Ernüchternd ist jedoch, dass der FCSP vor allem gegen Teams aus der unteren Tabellenhälfte Punkte liegen ließ. Die Niederlage in Hannover, sowie die Unentschieden in Düsseldorf und Aue tun richtig weh und wenn man das als Hinweis deutet auf die vielen kommenden Auswärtsspiele des FC St. Pauli bei Teams aus unteren Gefilden nimmt, dann sind die Aussichten nicht so rosig.
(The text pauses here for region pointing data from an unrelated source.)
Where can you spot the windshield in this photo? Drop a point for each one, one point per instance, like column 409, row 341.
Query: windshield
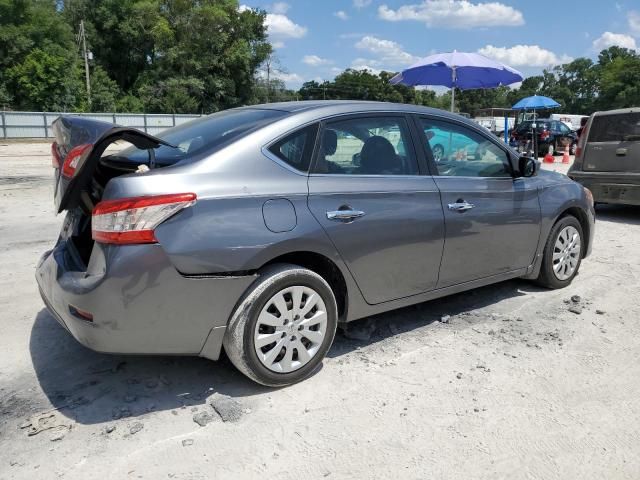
column 202, row 134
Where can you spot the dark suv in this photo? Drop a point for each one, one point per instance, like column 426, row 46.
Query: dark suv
column 608, row 157
column 552, row 133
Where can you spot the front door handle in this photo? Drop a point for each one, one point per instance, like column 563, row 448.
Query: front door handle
column 460, row 206
column 346, row 215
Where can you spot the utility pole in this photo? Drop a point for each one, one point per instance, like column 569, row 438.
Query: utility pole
column 85, row 54
column 268, row 77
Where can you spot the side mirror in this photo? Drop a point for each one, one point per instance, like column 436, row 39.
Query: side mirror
column 527, row 166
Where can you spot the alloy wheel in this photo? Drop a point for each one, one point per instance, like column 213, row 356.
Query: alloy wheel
column 290, row 329
column 566, row 253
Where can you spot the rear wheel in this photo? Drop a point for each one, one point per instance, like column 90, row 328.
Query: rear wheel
column 283, row 327
column 562, row 254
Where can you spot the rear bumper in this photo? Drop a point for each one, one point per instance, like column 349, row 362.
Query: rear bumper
column 610, row 187
column 139, row 302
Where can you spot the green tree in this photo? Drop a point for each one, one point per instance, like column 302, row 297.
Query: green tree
column 38, row 61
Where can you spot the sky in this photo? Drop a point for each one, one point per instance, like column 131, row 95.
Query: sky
column 317, row 39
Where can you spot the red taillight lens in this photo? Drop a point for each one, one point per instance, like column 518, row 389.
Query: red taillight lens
column 133, row 220
column 55, row 157
column 73, row 158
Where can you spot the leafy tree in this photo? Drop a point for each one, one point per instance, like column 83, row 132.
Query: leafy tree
column 38, row 65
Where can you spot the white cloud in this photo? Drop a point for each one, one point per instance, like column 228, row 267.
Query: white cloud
column 633, row 18
column 455, row 14
column 279, row 25
column 609, row 39
column 289, row 78
column 361, row 3
column 524, row 56
column 388, row 53
column 315, row 61
column 280, row 7
column 364, row 64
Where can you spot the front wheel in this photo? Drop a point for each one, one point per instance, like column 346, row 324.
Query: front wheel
column 283, row 326
column 562, row 253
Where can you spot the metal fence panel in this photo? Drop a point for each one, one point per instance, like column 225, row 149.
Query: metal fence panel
column 38, row 124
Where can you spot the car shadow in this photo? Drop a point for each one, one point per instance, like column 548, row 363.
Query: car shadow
column 627, row 214
column 91, row 387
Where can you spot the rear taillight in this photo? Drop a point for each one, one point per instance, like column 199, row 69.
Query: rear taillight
column 55, row 156
column 133, row 220
column 73, row 158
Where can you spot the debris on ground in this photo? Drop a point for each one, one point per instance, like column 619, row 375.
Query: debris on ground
column 203, row 418
column 360, row 330
column 52, row 420
column 135, row 428
column 230, row 410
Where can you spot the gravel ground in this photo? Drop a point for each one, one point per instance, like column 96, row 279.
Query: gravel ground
column 507, row 381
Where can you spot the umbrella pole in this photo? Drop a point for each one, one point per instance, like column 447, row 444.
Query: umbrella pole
column 453, row 88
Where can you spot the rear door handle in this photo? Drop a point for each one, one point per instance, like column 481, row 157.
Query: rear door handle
column 344, row 215
column 621, row 152
column 460, row 206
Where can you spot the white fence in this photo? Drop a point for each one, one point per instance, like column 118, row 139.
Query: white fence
column 38, row 124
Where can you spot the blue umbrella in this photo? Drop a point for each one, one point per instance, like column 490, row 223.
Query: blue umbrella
column 534, row 102
column 458, row 70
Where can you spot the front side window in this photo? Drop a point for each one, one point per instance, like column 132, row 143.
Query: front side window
column 296, row 149
column 367, row 146
column 461, row 152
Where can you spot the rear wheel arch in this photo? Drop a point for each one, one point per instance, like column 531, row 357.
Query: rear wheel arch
column 323, row 266
column 582, row 217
Viel rosiger hingegen, dass der FCSP in dieser Saison nur noch sechs Auswärtsspiele und noch acht Heimspiele zu bestreiten hat. Sollte am Millerntor weiterhin so zuverlässig gepunktet werden, wie bisher, dann könnte allein das dazu führen, dass der FC St. Pauli mindestens oben mit dabei ist, unabhängig von den Ergebnissen auswärts. Allerdings kommen die „Schwergewichte“ ja nun fast alle ans Millerntor und, hmm, nun weiß ich auch nicht… zumindest ist der FCSP nicht besonders auswärtsschwach und ich freue mich bereits unendlich darauf, mal wieder auf Reisen zu gehen, wenn die Pandemie es wieder zulässt.